At the 2 NIH institutes that award the largest number of R01 grants in nonmalignant hematology, which are the National Heart, Lung, and Blood Institute (NHLBI) and the National Institute of Diabetes and Digestive and Kidney Diseases (NIDDK), 27% of R01 grants were awarded to female researchers. In 2022, the proportion of R01 grants awarded to research projects led by women increased to 33% at NHLBI and 36% at NIDDK.1,2

Khan noted that a limitation of this study is that the investigators were able to analyze data for R01 grant recipients and not for all applicants, the details of which would help to shine light on the gender representation of NIH R01 applicants in relation to the gender representation of awardees.
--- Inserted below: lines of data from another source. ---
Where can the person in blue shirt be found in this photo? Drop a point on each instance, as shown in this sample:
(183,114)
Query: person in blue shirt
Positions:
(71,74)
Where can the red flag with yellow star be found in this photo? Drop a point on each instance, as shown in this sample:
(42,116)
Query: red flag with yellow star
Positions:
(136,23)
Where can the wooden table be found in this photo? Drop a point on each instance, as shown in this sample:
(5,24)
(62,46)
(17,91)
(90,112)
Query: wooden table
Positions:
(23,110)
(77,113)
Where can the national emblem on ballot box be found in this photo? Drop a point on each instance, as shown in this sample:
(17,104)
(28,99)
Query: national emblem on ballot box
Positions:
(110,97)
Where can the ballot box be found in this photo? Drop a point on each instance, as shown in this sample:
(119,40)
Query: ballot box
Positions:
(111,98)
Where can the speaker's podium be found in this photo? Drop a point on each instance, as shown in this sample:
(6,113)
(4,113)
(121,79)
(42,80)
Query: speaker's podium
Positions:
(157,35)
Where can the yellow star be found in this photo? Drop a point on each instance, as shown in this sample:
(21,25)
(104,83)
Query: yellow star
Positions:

However, the data available from the NIH on applicants cite the success rate of applicants for R01-equivalent awards as being 20.1% in 2021 and 21.6% in 2022.2,3

“We need more research aimed at understanding the reasons for persistent gender disparities in R01 grant funding in nonmalignant hematology and other fields,” Khan said. “This should help to identify the policy changes that may be needed to promote gender equity and bridge the gap that we’re currently seeing.”3


1. Khan S. Focusing on health equity in hematology. Presented at: 65th American Society of Hematology Annual Meeting & Exposition; December 9-12, 2023; San Diego, CA.

2. Khan S, Eshaghi F, Sohail A, et al. A 10 year analysis of gender distribution in National Institutes of Health funding for non-malignant hematology. Presented at: 65th American Society of Hematology Annual Meeting & Exposition; December 9-12, 2023; San Diego, CA. Accessed December 9, 2023.

3. Studies uncover drivers of health disparities and opportunities to enhance equity. News release. American Society of Hematology Annual Meeting & Exposition. December 9, 2023. Accessed December 10, 2023.